METHODS: We used Danish nation-wide population-based longitudinal register linkage to identify 1487 patients with depression and comorbid epilepsy and 71,163 patients with depression without comorbid epilepsy during a study period from 1995 to 2017. Response was defined as continuous monotherapy with an antidepressant drug without switch to or add-on of another antidepressant drug, an antipsychotic drug or lithium or hospitalization during an up to ten-year follow-up period. We calculated standardized absolute risks and differences thereof with respect to age, gender, socioeconomic status and comorbidity with other physical disorders than epilepsy.

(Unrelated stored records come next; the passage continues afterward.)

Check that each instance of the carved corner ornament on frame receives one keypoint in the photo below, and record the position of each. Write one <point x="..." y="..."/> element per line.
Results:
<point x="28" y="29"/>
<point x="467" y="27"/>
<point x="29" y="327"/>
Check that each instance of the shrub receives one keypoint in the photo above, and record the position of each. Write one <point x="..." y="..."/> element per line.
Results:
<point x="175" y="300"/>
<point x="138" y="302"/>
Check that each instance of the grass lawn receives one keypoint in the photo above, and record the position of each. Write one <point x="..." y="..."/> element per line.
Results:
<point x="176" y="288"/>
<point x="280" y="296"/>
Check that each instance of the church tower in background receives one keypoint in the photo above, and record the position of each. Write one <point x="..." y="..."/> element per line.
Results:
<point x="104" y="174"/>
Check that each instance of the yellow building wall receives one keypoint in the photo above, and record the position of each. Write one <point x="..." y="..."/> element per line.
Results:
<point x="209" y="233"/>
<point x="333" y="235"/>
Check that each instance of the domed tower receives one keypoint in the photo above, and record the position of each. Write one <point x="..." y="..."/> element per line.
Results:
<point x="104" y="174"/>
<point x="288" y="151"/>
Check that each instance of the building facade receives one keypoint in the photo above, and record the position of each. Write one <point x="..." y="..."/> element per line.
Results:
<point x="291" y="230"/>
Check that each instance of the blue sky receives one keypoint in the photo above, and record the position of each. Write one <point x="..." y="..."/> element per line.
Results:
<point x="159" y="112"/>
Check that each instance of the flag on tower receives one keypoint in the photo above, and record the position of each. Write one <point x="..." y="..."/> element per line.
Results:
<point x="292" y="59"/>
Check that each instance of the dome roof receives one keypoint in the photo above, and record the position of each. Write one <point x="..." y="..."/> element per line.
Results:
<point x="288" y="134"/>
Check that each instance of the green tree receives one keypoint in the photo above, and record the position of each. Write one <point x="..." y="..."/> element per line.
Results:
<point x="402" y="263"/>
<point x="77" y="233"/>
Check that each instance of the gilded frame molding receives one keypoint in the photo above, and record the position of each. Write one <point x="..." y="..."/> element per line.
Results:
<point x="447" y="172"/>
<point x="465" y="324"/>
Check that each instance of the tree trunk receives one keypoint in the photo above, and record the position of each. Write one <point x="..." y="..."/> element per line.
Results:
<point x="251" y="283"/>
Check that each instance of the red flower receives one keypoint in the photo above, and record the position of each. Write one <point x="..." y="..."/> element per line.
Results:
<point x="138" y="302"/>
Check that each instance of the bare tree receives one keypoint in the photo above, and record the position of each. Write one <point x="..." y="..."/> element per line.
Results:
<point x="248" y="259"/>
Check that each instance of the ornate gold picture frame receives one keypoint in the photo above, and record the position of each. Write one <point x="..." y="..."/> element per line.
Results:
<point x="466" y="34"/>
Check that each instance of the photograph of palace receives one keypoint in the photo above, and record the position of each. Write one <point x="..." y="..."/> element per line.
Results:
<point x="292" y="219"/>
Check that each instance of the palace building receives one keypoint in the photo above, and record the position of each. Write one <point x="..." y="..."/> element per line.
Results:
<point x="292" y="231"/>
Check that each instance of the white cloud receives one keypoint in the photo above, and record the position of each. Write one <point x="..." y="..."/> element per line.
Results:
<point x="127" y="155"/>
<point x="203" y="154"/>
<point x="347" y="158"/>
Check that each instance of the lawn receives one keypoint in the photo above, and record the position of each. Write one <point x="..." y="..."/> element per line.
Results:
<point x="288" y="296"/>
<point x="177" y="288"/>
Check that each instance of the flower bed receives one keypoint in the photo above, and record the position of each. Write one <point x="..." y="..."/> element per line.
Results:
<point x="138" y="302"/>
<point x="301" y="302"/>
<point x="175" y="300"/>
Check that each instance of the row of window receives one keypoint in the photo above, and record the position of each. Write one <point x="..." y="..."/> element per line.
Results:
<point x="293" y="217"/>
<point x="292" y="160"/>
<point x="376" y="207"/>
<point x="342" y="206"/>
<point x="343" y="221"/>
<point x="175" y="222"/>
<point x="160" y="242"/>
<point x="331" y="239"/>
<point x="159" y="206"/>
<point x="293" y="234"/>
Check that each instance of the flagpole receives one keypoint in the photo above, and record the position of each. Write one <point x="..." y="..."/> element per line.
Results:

RESULTS: In patients with depression, response to antidepressants was decreased with versus without comorbid epilepsy during the ten-year follow-up period. One year after start of antidepressant treatment the proportion of responders was 12% (CI: 10%-14%) lower in patients with versus without comorbid epilepsy in the standardized population. Response to antidepressants were specifically decreased among younger and unemployed patients with depression and comorbid epilepsy.
LIMITATIONS: We did not include sub-analyses according to subtypes of epilepsy.
CONCLUSIONS: Response to antidepressants was decreased in patients with comorbid epilepsy versus without comorbid epilepsy at all time points during a ten-year follow-up period. The study highlights the need for closely clinical monitoring and psychological support for patients with depression and comorbid epilepsy and emphasize the need for further long-term studies of effect of interventions.